As India's top five batsmen failed every time in the one-day series defeat against Pakistan, skipper Mahendra Singh Dhoni was at pains stressing the importance of a steady opening partnership for the innings to kick on.

And the host batsmen were presented with a perfect opportunity to redeem themselves on a batsmen-friendly pitch at the new Saurashtra Cricket Association stadium in the first one-dayer against England on Friday. Openers Gautam Gambhir and Ajinkya Rahane gave a solid start for a change after England amassed 325 for four that left the hosts needing to equal their second best score in a successful chase - 326/8 made in the 2002 NatWest final at Lord's against England - to slay their batting demons.

But Dhoni has also agonised that at least one of the set batsmen should go on and get a big score. In the end, the hosts had left things half done, losing by nine runs as England fought back superbly to end a 13-match losing streak in India going back to 2006.

Local batsman Cheteshwar Pujara, in the form of his life but left to wait for his ODI debut, watched from the dressing room as his team mates failed to meet the crying need for an innings anchor. And England, though flair is not their strong suit and the man with that word tattooed on him — Kevin Pietersen — was scratchy in his first ODI for a year, still did what comes naturally, planning and execution. The final margin was nine runs but the visitors sealed the deal before that.


For Gambhir, the butterflies were still evident as he swished outside off-stump a few times. Still he and Rahane were doing a competent job until Cook denied the pace they were feeding off, introducing the off-spin of James Tredwell and debutant Joe Root. Rahane holed out to long off and Gambhir flicked to midwicket to give Tredwell's first two wickets.

Indian spinners did not threaten in the afternoon, but Tredwell, like Saeed Ajmal with a fiver in the previous ODI against Pakistan, exposed the weakness in the Indian ranks. He varied the pace superbly to prey on the batsmen's desperation to score, finishing with four wickets and the man-of-the-match award.

Yuvraj was the hero India last time chased 326. For a while the left-hander exploded, sweeping viciously.

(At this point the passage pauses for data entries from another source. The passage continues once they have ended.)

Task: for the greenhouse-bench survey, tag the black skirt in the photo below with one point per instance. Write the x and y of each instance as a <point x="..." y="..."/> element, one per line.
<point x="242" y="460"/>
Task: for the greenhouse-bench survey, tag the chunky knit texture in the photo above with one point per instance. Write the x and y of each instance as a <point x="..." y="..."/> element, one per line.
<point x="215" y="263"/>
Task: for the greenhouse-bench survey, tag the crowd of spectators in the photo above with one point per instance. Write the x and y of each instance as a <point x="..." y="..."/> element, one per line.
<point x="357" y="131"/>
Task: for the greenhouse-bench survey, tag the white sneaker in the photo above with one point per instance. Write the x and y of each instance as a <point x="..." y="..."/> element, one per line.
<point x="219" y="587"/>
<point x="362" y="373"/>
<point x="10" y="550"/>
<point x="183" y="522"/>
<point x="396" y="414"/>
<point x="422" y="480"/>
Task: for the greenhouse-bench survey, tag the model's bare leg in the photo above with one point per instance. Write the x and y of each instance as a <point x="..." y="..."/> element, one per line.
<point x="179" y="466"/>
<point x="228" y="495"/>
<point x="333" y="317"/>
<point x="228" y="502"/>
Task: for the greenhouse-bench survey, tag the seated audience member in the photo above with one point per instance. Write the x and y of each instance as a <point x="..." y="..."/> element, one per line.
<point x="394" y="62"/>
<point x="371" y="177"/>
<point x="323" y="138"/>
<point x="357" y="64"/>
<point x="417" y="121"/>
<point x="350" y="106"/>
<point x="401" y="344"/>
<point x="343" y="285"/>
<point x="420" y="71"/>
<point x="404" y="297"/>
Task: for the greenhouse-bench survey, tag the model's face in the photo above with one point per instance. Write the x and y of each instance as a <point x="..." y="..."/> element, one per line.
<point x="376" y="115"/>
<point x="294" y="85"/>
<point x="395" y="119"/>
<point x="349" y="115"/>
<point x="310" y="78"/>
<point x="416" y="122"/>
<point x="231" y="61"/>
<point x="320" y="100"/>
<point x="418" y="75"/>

But England's ploy of bowling a tad short to a leg stump line curbed the scoring angles, and Yuvi finally turned Tredwell into short fine leg's hands.

That left Dhoni and Raina in a dilemma, whether to give the charge during the powerplay overs or wait, only for both to fall once that phase was over. The in-form skipper hit four huge sixes but was foxed by a Dernbach slower one. With two new balls used, Cook knows the technique he adopted in the Tests is sound enough to build the innings. His 75 and the 158-run opening partnership with Ian Bell set the tone.

Indian bowlers kept the scoring to just under six till the final overs. Ashok Dinda, picked ahead of rookie Shami Ahmed, removed KP and Eoin Morgan. But Ishant Sharma wasted his good earlier spells to allow Samit Patel and Craig Kieswetter take 33 runs off his last two overs, the 64 runs from the final five proving decisive.